By Guest Blogger Megan Martucci.
Small business owners often dedicate extensive time and energy into the success of their business. Unfortunately, with all the responsibilities that come with running a business, preparing a business succession plan is often left to the back-burner until something unexpected happens.
The term “business succession planning” refers to the business strategy in place to pass ownership and leadership roles to appointed successors so that the business continues to operate smoothly and without interruption. With a business succession plan, a business owner is putting individuals in charge to handle the business in their stead or designating the distribution of their business to their heirs. In many ways, a business succession plan is similar to a personal estate plan in which documents are being prepared to ease the difficulties that may arise in situations of incapacity and death. Similarly too, it is an issue many people do not want to think about so such planning is pushed off. However, failing to properly establish a business succession plan can result in a myriad of problems down the road.
With the unpredictability of life, there is always the potential that something unexpected may happen. If something were to happen suddenly to a business owner, their business can come to a grinding halt which can cause major problems for those relying on the business for both the family of the business owner and the employees of the business. For solo business owners, this can be especially true.
One of the events that could cause problems for a business is a situation where the business owner is incapacitated such as in the event of a coma. Without a proper business plan in place, individuals who may try to keep the business afloat during the incapacity of owner may not be able to access the business’s operating accounts to ensure employees are paid, debts are being cared for, and daily business operations are being maintained. This can put a huge financial burden on a person who wants to keep the business afloat until the business owner recovers or a court order allows access to those accounts. This also can cause a substantial loss in business which may take an extended period of time to recover from or otherwise signal collapse for the business.
A death of a business owner can also result in complications. In situations where there are multiple partners in a business, the failure to set up a succession plan can result in business owners working with spouses or other family members of the deceased partner. Often times, business partners will seek to “buyout” the heirs of the deceased partner but this can be complicated if there is no plan to determine how such a buyout should be funded or if there is disagreement as to the valuation of the business itself. For solo business owners, the business interests would be subject to the probate process which can be time consuming and expense. In the meantime, the business may lose value before receiving a court order to allow the sale of the business assets.

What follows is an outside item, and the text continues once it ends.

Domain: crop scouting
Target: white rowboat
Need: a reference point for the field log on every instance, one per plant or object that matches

Choosing who will be the successor for a business can be a big decision. It is important to elect a person who will be able to handle the daily operations of the business as well as someone who is capable of facilitating the sale of the business assets if need be. Likewise, if there are multiple partners, it may be important to negotiate a buy-sell agreement. It is important to speak to a qualified business attorney who can help you navigate the best options for setting up a business succession plan that works for your future goals and ensure the continued success of your business.